Crew training provider UKSA has announced the re-launch of its superyacht cadetship programme. The Crew Report sat down with Emma Baggett, UKSA industry and cadetship manager, and David Squire, UKSA maritime training ambassador, to find out why and how.

The re-launch is taking with a more evident towards superyachts, and is being renamed the Professional Yacht Bursary Scheme (PYBS). The PYBS, with UKSA, Seafarers UK and Trinity House, will be offering varying levels of membership, including the chance to become part of the PYBS’s new steering groups.

For UKSA, this drive towards membership hopes to tackle the problem of funding, something that has always been difficult to obtain. One recent example, Baggett says, is when 30 candidates for the cadetship turned up at UKSA’s door, but 28 had to be turned away due to lack of funding.

Yachting cadets at Trinity House

As the crew industry has grown, UKSA has felt the need to raise awareness of the level of professionalism need in the superyacht industry, and with this comes the desire from crew for longevity, and the understanding of its benefits. “The value of long-term careers is really important.”

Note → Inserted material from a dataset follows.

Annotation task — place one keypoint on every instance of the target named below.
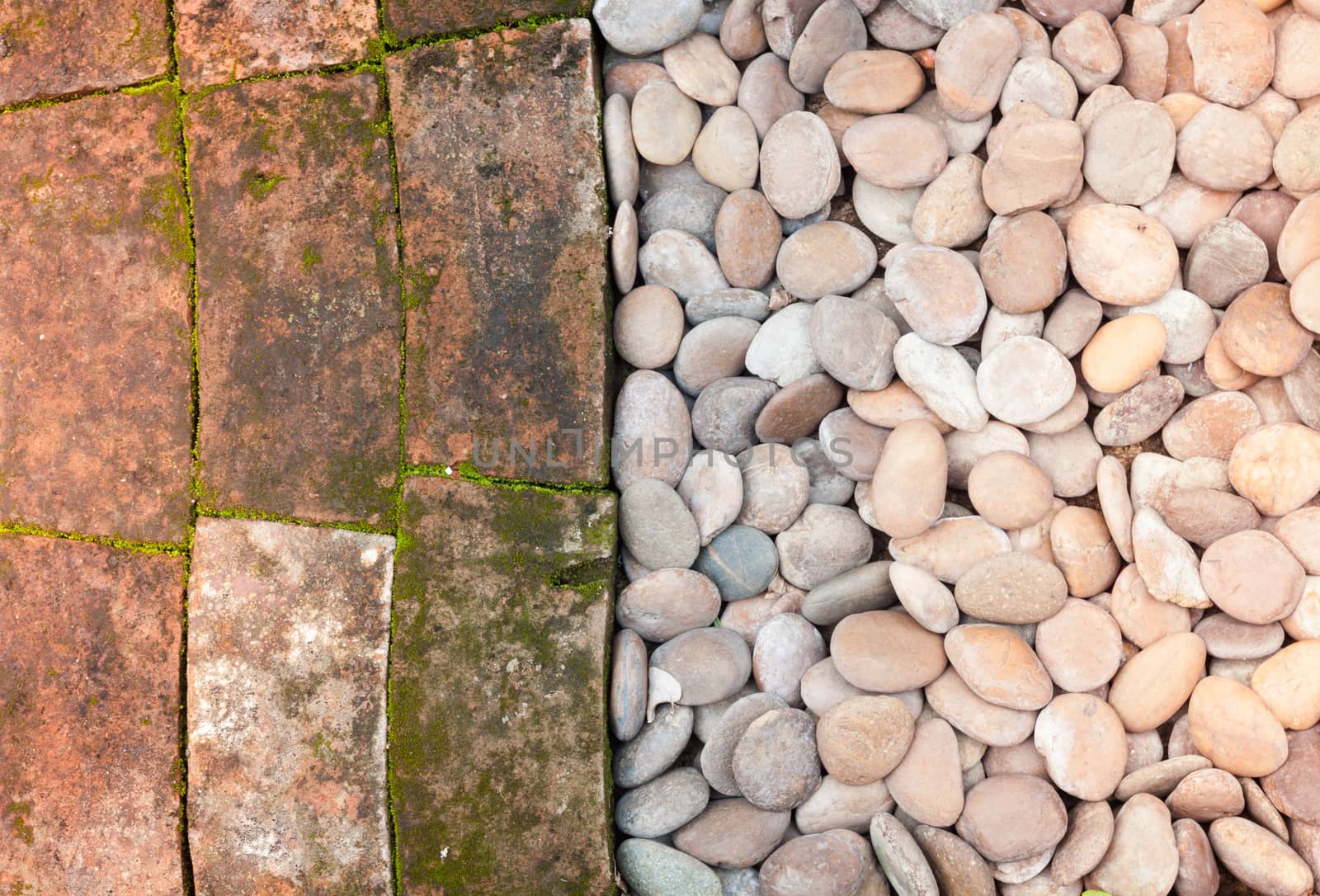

"We’re a great believer in not just the training, but the personal mentoring."

One area Baggett hopes to focus on with the re-launch of the PYBS is on-board mentoring. “For us, it’s massively important. We’re a great believer in not just the training, but the personal mentoring,” she tells The Crew Report.

Training is, of course, the primary focus of the PYBS. “Training should no longer be seen as a cost. It’s important,” explains Baggett. “We’ve got to make sure the route to the top of the superyacht sector is correct.”

UKSA will be hosting an event at Trinity House in Spring 2015 to officially re-launch the PYBS.